Behind closed doors, at its headquarters in London’s West End, FTSE 100 distribution company Bunzl will hold its annual general meeting next week, attended by just two shareholders.
The company, which supplies businesses with products such as coffee cups and cleaning materials, had scheduled its AGM for 15 April at a five-star hotel, before the government restricted public gatherings of more than two people.
Investors can vote by proxy through the company’s chair, and submit written questions in advance, but are not able to dial in to listen to the meeting on Wednesday. The firm says its own rules do not allow for the meeting to be held virtually or digitally.
Bunzl is among the firms criticised by campaign group ShareAction for making it difficult for investors to hold company boards to account during the pandemic, and is concerned the extreme circumstances created by the health emergency could set a precedent.
The beginning of AGM season coincided with the nationwide shutdown; City law firm Linklaters estimates that around 40% of FTSE 100 companies are due to hold their AGMs in April and May.
So this year, at least, some familiar sights on the corporate calendar will disappear. On a spring weekday morning, it’s not uncommon to see pensioners queuing for an AGM outside the Queen Elizabeth II Centre in central London – a favoured shareholder meeting venue – opposite Westminster Abbey. Attendance offers retail shareholders the single chance of the year to question executive board, then receive a free lunch.
Executives, sat behind a long dais and a row of nameplates, rarely look like they are enjoying these occasions, as the company chair fields questions from the floor that range from the aggressive or adulatory to the incisive or meandering.
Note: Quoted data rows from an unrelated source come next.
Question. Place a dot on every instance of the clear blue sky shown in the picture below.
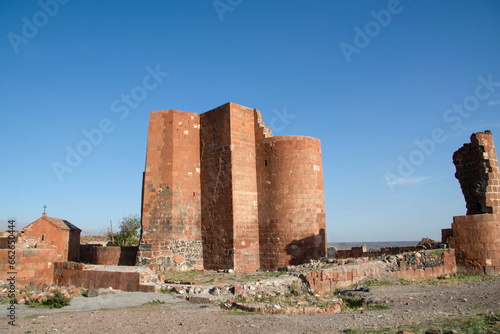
(368, 78)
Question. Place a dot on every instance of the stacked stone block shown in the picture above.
(209, 188)
(477, 171)
(476, 236)
(291, 201)
(171, 206)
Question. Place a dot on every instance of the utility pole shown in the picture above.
(112, 238)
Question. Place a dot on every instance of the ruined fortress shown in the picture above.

But public companies are required by law to hold an annual meeting within six months of their financial year ending – often the end of the calendar year, giving many a 30 June deadline. It is a time to face the music and meet some old adversaries among the retail investor community who attend such events assiduously, as well as campaign groups who regularly use AGMs – those of oil groups Shell and BP and defence giant BAE Systems in particular – to make a point.
Firms must give shareholders at least 21 working days’ notice of the meeting. Miner Rio Tinto and medical equipment manufacturer Smith+Nephew, which had already scheduled dates in early April, have scrambled to rearrange their plans.
A quorum of at least two people is required by law, depending on a company’s articles of association, the written rules which define how a firm must be run. This resulted in the bizarre scenario of Hikma Pharmaceuticals, a FTSE 100 drugs company, switching its AGM from a luxury London hotel to the home of the company secretary in the suburb of Surbiton.
Barclays’ meeting will take place at its London headquarters instead of Glasgow on 7 May. If government restrictions are still in place, the lender will hold a “virtual” AGM for the first time in its 123-year history.
Alok Sharma, the business secretary, has said the government intends to make it easier for companies to hold virtual AGMs, but, as at Bunzl, a company’s own rules may prevent this.
Luxury footwear brand Jimmy Choo held the UK’s first virtual, fully electronic AGM in 2016, during its brief stint as a public company.
Michael Kind, campaign manager at ShareAction, commends some companies like Rio Tinto, which offered shareholders the chance to ask questions in real time during an audiocast of the meeting, but is worried by others: “We have concerns that companies are not going to be held as accountable as they usually would be this season. This is especially worrying given how millions of people with pension savings are invested in a company’s shares, and workers are being laid off,” said Kind.
ShareAction has written to the government, asking it to “protect shareholder democracy” and ensure that this season’s changes to AGMs “should be a temporary solution”. Nonetheless, this year is going to set a precedent.